Nous avons essayé le nouveau SCOTT Spark RC 2027 : toutes les clés et sensations
Dans l'univers du Cross Country, le Scott Spark est l'une des grandes références. Au fil des ans, il a tracé, à chaque évolution, le chemin de la discipline : il a été pionnier en géométrie, en suspensions et en capacité. Pour 2027, il se renouvelle complètement. Il conserve l'amortisseur caché caractéristique, oui, mais avec un système de suspension redessiné de haut en bas.
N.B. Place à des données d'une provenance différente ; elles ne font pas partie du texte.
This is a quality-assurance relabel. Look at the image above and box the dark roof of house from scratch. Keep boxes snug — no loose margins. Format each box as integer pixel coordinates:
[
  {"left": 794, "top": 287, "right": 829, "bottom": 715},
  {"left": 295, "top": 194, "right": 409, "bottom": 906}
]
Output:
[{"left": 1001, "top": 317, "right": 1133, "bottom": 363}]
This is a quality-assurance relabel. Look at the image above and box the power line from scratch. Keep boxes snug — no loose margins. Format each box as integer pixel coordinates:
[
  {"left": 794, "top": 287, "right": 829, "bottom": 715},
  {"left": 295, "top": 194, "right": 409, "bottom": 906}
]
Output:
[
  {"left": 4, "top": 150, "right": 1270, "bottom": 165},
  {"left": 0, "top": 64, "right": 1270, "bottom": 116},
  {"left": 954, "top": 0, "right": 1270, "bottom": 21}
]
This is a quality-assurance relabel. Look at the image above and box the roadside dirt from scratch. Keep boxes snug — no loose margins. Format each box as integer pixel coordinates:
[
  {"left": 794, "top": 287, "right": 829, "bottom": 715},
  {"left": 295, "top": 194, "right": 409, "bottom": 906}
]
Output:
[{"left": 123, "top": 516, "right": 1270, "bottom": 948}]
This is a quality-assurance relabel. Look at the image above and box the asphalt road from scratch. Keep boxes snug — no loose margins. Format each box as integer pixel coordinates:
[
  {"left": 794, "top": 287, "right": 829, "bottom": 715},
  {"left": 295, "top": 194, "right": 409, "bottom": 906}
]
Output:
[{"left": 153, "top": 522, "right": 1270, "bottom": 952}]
Nous avons testé le SCOTT Spark RC 2027 : analyse complète du vélo avec lequel Nino Schurter a déjà gagné
Pour le connaître et l'essayer en profondeur, nous avons assisté à sa présentation internationale en Italie pour l'essayer et, de plus, nous avons eu une unité à la maison pour l'essayer à fond. Ici, nous vous racontons ce que cache le nouveau Spark RC et, surtout, en quoi il se différencie de celui que nous connaissions.
Le Spark marque l'évolution des VTT à double suspension depuis des générations. C'était l'un des VTT les plus légers du marché, l'un des pionniers à adopter des géométries progressives modernes et, dans sa version précédente, il a révolutionné le paysage en intégrant l'amortisseur à l'intérieur du cadre et en augmentant le débattement à 120 mm. Ce vélo a été présenté en 2021 comme modèle 2022 et, cinq ans plus tard, il n'a pas pris de retard ni en géométrie ni en performances.
Le système de suspension change complètement et permet de créer un cadre plus léger
Le nouveau Spark reste fidèle à ces concepts — amortisseur caché, 120 mm et géométrie ajustable — mais la rénovation est profonde. Le changement principal réside dans l'emplacement de l'amortisseur, désormais horizontal et encore plus bas qu'auparavant. Pour y parvenir, le système de suspension a été réinventé.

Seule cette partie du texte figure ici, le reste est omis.